Creating digital humans: Capture, Modeling, and Synthesis

ICCV 2021 papers in context.

16 min readOct 12, 2021

In Perceiving Systems, together with our external collaborators, we are creating realistic 3D humans that can behave like real humans in virtual worlds. This work has many practical applications today and will be critical for the future of the Metaverse. But, in Perceiving Systems, our goal is a scientific one — to understand human behavior by recreating it.

“What I cannot create, I do not understand.” Richard Feynman

Our ability to perceive an act in novel environments is critical for our survival. If we can recreate this ability in virtual humans, we will have a testable model of ourselves.

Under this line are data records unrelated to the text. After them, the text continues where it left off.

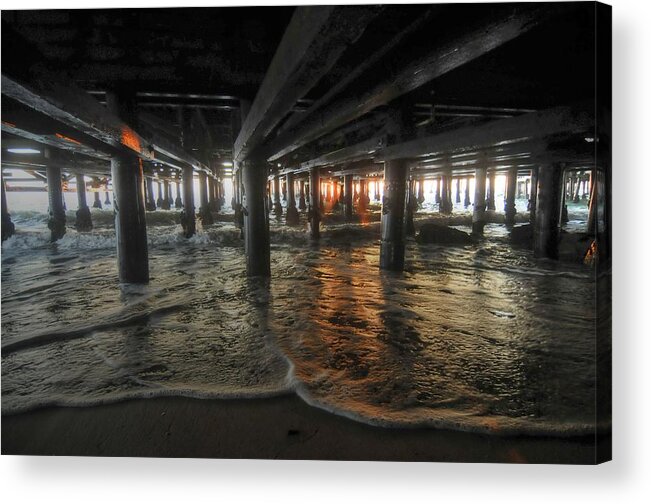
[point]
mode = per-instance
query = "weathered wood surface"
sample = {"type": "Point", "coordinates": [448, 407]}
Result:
{"type": "Point", "coordinates": [65, 102]}
{"type": "Point", "coordinates": [447, 57]}
{"type": "Point", "coordinates": [313, 42]}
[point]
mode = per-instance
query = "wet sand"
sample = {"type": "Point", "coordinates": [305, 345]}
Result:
{"type": "Point", "coordinates": [276, 428]}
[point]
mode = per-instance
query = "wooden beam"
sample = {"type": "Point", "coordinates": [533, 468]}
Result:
{"type": "Point", "coordinates": [63, 101]}
{"type": "Point", "coordinates": [527, 133]}
{"type": "Point", "coordinates": [445, 58]}
{"type": "Point", "coordinates": [313, 42]}
{"type": "Point", "coordinates": [558, 120]}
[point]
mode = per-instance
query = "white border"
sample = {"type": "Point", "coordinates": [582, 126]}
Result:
{"type": "Point", "coordinates": [70, 479]}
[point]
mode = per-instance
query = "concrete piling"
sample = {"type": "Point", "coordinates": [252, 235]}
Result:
{"type": "Point", "coordinates": [490, 193]}
{"type": "Point", "coordinates": [533, 195]}
{"type": "Point", "coordinates": [348, 197]}
{"type": "Point", "coordinates": [421, 191]}
{"type": "Point", "coordinates": [392, 245]}
{"type": "Point", "coordinates": [160, 203]}
{"type": "Point", "coordinates": [548, 211]}
{"type": "Point", "coordinates": [205, 215]}
{"type": "Point", "coordinates": [314, 212]}
{"type": "Point", "coordinates": [130, 223]}
{"type": "Point", "coordinates": [57, 215]}
{"type": "Point", "coordinates": [466, 193]}
{"type": "Point", "coordinates": [301, 200]}
{"type": "Point", "coordinates": [509, 199]}
{"type": "Point", "coordinates": [8, 227]}
{"type": "Point", "coordinates": [256, 219]}
{"type": "Point", "coordinates": [178, 202]}
{"type": "Point", "coordinates": [411, 207]}
{"type": "Point", "coordinates": [291, 218]}
{"type": "Point", "coordinates": [188, 221]}
{"type": "Point", "coordinates": [166, 195]}
{"type": "Point", "coordinates": [479, 209]}
{"type": "Point", "coordinates": [150, 200]}
{"type": "Point", "coordinates": [445, 205]}
{"type": "Point", "coordinates": [278, 208]}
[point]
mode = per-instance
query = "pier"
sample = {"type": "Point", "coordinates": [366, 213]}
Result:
{"type": "Point", "coordinates": [425, 131]}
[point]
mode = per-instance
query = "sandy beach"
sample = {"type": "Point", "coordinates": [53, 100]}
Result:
{"type": "Point", "coordinates": [276, 428]}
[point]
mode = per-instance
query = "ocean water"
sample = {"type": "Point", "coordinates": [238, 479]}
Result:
{"type": "Point", "coordinates": [482, 338]}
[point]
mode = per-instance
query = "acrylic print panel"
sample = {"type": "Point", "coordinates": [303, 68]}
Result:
{"type": "Point", "coordinates": [375, 232]}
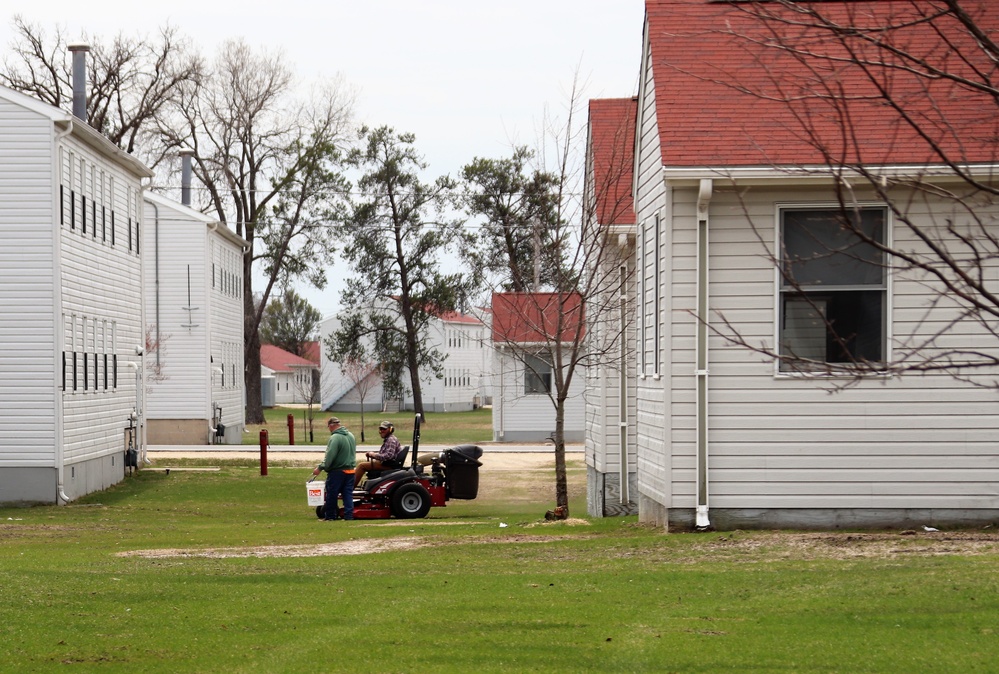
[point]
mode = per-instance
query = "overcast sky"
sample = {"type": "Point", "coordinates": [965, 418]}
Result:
{"type": "Point", "coordinates": [468, 78]}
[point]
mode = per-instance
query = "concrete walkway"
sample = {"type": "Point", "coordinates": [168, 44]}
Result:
{"type": "Point", "coordinates": [487, 448]}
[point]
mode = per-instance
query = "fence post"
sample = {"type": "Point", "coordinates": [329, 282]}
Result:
{"type": "Point", "coordinates": [263, 451]}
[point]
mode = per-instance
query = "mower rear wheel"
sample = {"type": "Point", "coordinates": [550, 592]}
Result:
{"type": "Point", "coordinates": [410, 501]}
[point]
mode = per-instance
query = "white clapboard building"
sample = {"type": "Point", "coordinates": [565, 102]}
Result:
{"type": "Point", "coordinates": [193, 270]}
{"type": "Point", "coordinates": [71, 323]}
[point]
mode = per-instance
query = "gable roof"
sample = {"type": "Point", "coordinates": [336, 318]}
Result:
{"type": "Point", "coordinates": [611, 153]}
{"type": "Point", "coordinates": [280, 360]}
{"type": "Point", "coordinates": [214, 224]}
{"type": "Point", "coordinates": [536, 318]}
{"type": "Point", "coordinates": [78, 128]}
{"type": "Point", "coordinates": [726, 97]}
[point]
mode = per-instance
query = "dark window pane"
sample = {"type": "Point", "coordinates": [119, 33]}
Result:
{"type": "Point", "coordinates": [834, 327]}
{"type": "Point", "coordinates": [822, 248]}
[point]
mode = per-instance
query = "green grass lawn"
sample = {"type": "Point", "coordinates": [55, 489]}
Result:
{"type": "Point", "coordinates": [445, 428]}
{"type": "Point", "coordinates": [460, 593]}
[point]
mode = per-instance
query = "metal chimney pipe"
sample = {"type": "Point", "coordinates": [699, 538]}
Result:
{"type": "Point", "coordinates": [185, 176]}
{"type": "Point", "coordinates": [79, 51]}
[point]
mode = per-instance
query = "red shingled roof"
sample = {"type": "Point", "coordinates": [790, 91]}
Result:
{"type": "Point", "coordinates": [612, 153]}
{"type": "Point", "coordinates": [536, 317]}
{"type": "Point", "coordinates": [280, 360]}
{"type": "Point", "coordinates": [700, 49]}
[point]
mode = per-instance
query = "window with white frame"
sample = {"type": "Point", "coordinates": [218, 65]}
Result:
{"type": "Point", "coordinates": [537, 375]}
{"type": "Point", "coordinates": [833, 290]}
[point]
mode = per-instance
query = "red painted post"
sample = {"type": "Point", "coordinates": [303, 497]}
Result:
{"type": "Point", "coordinates": [263, 451]}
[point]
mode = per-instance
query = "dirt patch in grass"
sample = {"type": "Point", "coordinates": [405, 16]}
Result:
{"type": "Point", "coordinates": [755, 547]}
{"type": "Point", "coordinates": [356, 547]}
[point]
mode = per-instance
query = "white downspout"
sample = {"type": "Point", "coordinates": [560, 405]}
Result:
{"type": "Point", "coordinates": [702, 520]}
{"type": "Point", "coordinates": [623, 387]}
{"type": "Point", "coordinates": [60, 449]}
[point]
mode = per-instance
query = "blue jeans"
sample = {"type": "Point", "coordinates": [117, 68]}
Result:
{"type": "Point", "coordinates": [339, 483]}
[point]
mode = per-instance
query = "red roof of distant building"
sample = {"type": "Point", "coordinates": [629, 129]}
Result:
{"type": "Point", "coordinates": [279, 360]}
{"type": "Point", "coordinates": [537, 317]}
{"type": "Point", "coordinates": [612, 154]}
{"type": "Point", "coordinates": [706, 55]}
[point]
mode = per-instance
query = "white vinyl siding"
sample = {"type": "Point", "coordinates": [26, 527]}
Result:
{"type": "Point", "coordinates": [200, 329]}
{"type": "Point", "coordinates": [911, 442]}
{"type": "Point", "coordinates": [100, 284]}
{"type": "Point", "coordinates": [653, 424]}
{"type": "Point", "coordinates": [28, 365]}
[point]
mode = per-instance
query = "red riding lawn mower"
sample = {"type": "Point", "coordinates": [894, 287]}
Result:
{"type": "Point", "coordinates": [409, 493]}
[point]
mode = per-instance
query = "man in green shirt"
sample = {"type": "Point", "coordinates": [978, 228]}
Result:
{"type": "Point", "coordinates": [339, 462]}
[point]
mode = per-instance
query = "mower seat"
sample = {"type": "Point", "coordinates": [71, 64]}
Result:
{"type": "Point", "coordinates": [400, 462]}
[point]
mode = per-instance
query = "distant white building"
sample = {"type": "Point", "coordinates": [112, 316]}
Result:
{"type": "Point", "coordinates": [295, 378]}
{"type": "Point", "coordinates": [71, 316]}
{"type": "Point", "coordinates": [465, 384]}
{"type": "Point", "coordinates": [523, 337]}
{"type": "Point", "coordinates": [193, 269]}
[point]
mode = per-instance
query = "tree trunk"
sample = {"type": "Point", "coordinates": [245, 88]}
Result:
{"type": "Point", "coordinates": [561, 480]}
{"type": "Point", "coordinates": [251, 355]}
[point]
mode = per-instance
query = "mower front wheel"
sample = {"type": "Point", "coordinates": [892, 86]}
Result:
{"type": "Point", "coordinates": [410, 501]}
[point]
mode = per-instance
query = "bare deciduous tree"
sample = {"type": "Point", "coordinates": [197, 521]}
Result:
{"type": "Point", "coordinates": [397, 236]}
{"type": "Point", "coordinates": [134, 81]}
{"type": "Point", "coordinates": [270, 167]}
{"type": "Point", "coordinates": [364, 375]}
{"type": "Point", "coordinates": [547, 333]}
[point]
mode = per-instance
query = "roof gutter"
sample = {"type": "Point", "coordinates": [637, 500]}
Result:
{"type": "Point", "coordinates": [817, 174]}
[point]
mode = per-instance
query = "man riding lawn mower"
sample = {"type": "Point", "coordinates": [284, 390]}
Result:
{"type": "Point", "coordinates": [409, 493]}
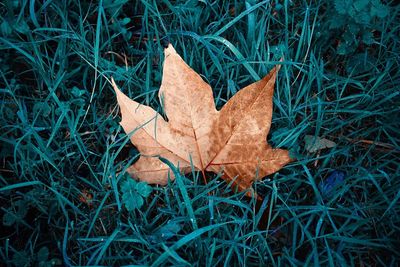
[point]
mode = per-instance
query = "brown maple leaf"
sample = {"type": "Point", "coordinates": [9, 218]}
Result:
{"type": "Point", "coordinates": [232, 140]}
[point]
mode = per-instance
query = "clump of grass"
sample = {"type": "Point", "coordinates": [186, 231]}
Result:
{"type": "Point", "coordinates": [64, 154]}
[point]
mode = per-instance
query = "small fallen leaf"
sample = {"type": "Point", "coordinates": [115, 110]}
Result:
{"type": "Point", "coordinates": [315, 143]}
{"type": "Point", "coordinates": [232, 140]}
{"type": "Point", "coordinates": [133, 193]}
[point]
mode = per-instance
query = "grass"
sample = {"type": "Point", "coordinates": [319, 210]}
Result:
{"type": "Point", "coordinates": [64, 153]}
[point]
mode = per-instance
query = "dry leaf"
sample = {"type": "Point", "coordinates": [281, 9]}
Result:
{"type": "Point", "coordinates": [232, 140]}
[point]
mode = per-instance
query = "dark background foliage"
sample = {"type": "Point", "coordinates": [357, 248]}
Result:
{"type": "Point", "coordinates": [64, 155]}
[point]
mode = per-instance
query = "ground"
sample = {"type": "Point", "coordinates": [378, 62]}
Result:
{"type": "Point", "coordinates": [64, 155]}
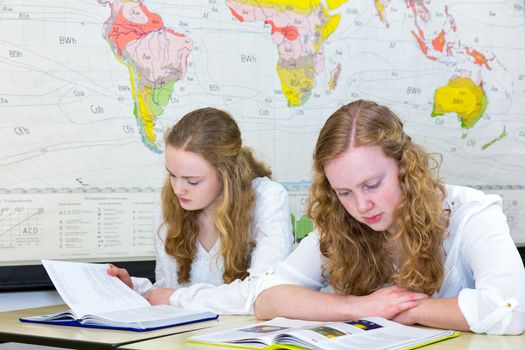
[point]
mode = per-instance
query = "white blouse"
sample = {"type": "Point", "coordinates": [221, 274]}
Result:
{"type": "Point", "coordinates": [482, 266]}
{"type": "Point", "coordinates": [271, 229]}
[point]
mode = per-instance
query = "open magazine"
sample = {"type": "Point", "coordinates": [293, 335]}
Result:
{"type": "Point", "coordinates": [368, 333]}
{"type": "Point", "coordinates": [99, 300]}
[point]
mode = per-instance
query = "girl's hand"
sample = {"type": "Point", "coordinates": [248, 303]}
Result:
{"type": "Point", "coordinates": [389, 301]}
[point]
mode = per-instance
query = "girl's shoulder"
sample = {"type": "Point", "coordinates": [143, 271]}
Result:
{"type": "Point", "coordinates": [264, 187]}
{"type": "Point", "coordinates": [467, 199]}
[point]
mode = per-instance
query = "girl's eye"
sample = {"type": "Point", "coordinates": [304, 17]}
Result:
{"type": "Point", "coordinates": [373, 186]}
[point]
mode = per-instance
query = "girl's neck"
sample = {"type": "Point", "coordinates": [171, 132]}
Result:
{"type": "Point", "coordinates": [208, 234]}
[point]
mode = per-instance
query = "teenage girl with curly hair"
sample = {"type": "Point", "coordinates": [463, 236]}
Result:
{"type": "Point", "coordinates": [391, 240]}
{"type": "Point", "coordinates": [222, 221]}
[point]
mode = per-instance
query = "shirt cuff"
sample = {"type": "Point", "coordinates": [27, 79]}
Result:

Our approach has three interrelated pillars: Capture, Modeling and Synthesis. Our approach starts by capturing humans, their appearance, their movement, and their goals. Using this captured data, we model how people look and how they move. Finally, we synthesize humans in 3D scenes in motion and assess how realistic they are.

Our ICCV 2021 papers provide a nice snapshot of this approach and the current state of the art. I’ll try to put them in context below.

Capture

To learn about humans we need to capture both their shape and their movement. In capture there is always a tradeoff between the quality and quantity of the data. In the lab we can capture precise, high-quality, data but the amount is always limited. So we also capture in-the-wild and we are constantly developing new methods to estimate human pose and shape (HPS) from images and video. At ICCV, we have papers using both approaches.

In the lab:

SOMA: Solving Optical Marker-Based MoCap Automatically
Ghorbani, N., Black, M. J.
https://soma.is.tue.mpg.de/

The “gold standard” for capturing human movement is marker-based motion capture (mocap). To be useful, the mocap process transforms a raw, sparse, 3D point cloud into usable data. The first step is to clean and “label” the data by assigning 3D points to specific marker locations on the human body. After labeling, one can then “solve” for the body that gave rise to the motions. A key barrier to capturing lots of mocap data is the labeling process, which, even with the best commercial solutions, still requires manual intervention. Occluded markers and noise cause problems, in particular when one uses novel marker sets or humans interact with objects.

At ICCV we address this with SOMA, which takes a raw point cloud and labels it automatically using a stacked attention mechanism based on transformers. The approach can be trained purely on synthetic data and then applied to real mocap point clouds with varying numbers of points.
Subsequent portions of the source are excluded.